Ketidakpastian Layanan Perizinan Berusaha Pasca Penerapan Online Single Submission Risk Based Approach

Sebarkan:
   Foto (Istimewa)

PotretMalut - Penerapan sistem OSS-RBA tidak serta merta memberikan kemudahan dan kepastian layanan perizinan berusaha. Bahkan sejumlah pengaturan dalam kebijakan, desain kelembagaan, dan platform layanan digital dinilai masih bermasalah. 

Persoalan ini mengemukan dalam Otonomi Talk bertajuk “OSS RBA Terkini: Upaya Perbaikan dan Tantangan Implementasi di Daerah” yang diselenggarakan Komite Pemantauan Pelaksanaan Otonomi Daerah (KPPOD), Selasa, 28 November 2023.

Turut hadir sebagai narasumber dalam kegiatan ini Ichsan Zulkarnaen Asisten Deputi Pengembangan Investasi, Deputi V, Kemenko Perekonomiaan, Dendy Apriandi Direktur Deregulasi Penanaman Modal, Deputi Bidang Pengembangan Iklim Penanaman Modal, BKPM, Stefanus Mufrisno, bagian Pengembagan DPMPTSP DKI Jakarta, dan Anton J. Supit, Perwakilan Pelaku Usaha.

Sebagai pembuka, Herman menyampaikan berbagai persoalan serius terkait implementasi OSS hingga hari ini. Ada tiga masalah tindak lanjut yang perlu dituntaskan, yakni ketidakpastian tindak lanjut regulasi (Perda); ketidakpastian layanan perizinan; dan gangguan terhadap keberlanjutan lingkungan, ekonomi, sosial dan tata kelola di daerah. 

“Terhadap persoalan ini, kami mem-propose beberapa hal, yakni pemetaan dan assesment terhadap kebijakan, kelembagaan, dan digitalisasi di Pemerintahan Pusat, untuk mengetahui bottleneck antara kebijakan sektoral dengan peraturan pemerintah,”kata Herman.

Selanjutnya, Dendi Apriandi menegaskan bahwa Undang-Undang Cipta Kerja sejatinya mengamanatkan satu aplikasi perizinan, yakni OSS-RBA. Selain itu, pihaknya mengakui  masih ada kendala karena sistem ini masih relatif baru berjalan. 

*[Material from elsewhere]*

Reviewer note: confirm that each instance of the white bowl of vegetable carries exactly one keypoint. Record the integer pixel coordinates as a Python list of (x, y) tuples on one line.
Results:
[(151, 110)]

“Kita sudah berjalan walaupun banyak kendala, dan ini yang harus kita jawab tantangan dengan perbaikan regulasi, perbaikan sistem, dan peningkatan kemampuan dari aparatur SDM,” jelas Dendi.

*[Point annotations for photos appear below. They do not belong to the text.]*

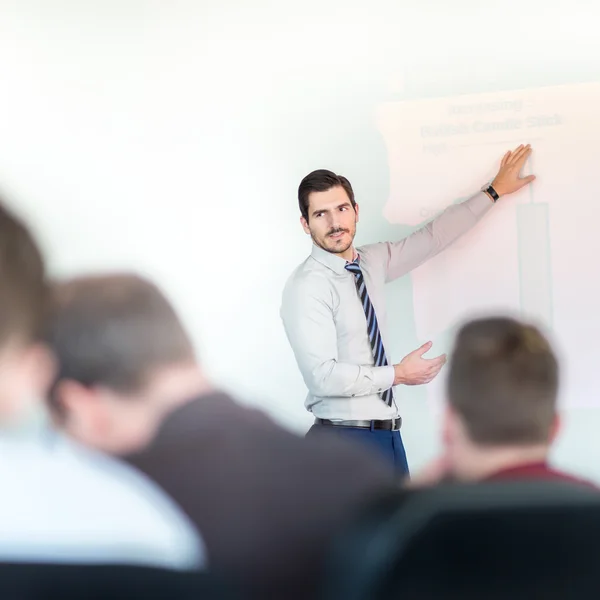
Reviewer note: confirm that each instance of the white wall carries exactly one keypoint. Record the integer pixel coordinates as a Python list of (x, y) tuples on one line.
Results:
[(170, 137)]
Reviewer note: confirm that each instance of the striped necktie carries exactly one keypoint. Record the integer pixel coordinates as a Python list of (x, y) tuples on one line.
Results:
[(372, 326)]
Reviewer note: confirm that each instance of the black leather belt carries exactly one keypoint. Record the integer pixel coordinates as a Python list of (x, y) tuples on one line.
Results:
[(388, 424)]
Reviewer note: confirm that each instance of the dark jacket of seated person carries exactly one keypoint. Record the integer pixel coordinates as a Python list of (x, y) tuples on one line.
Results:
[(267, 502)]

Ichsan Zulkarnaen dalam paparannya menyampaikan, ada yang harus diselesaikan terkait persoalan implikatif dari PP 5 Tahun 2021. Ada lima hal yang hendak dilakukan, yakni penyederhanaan pengaturan sektor seperti perubahan struktur batang tubuh; perbaikan norma; dan perubahan proses bisnis. 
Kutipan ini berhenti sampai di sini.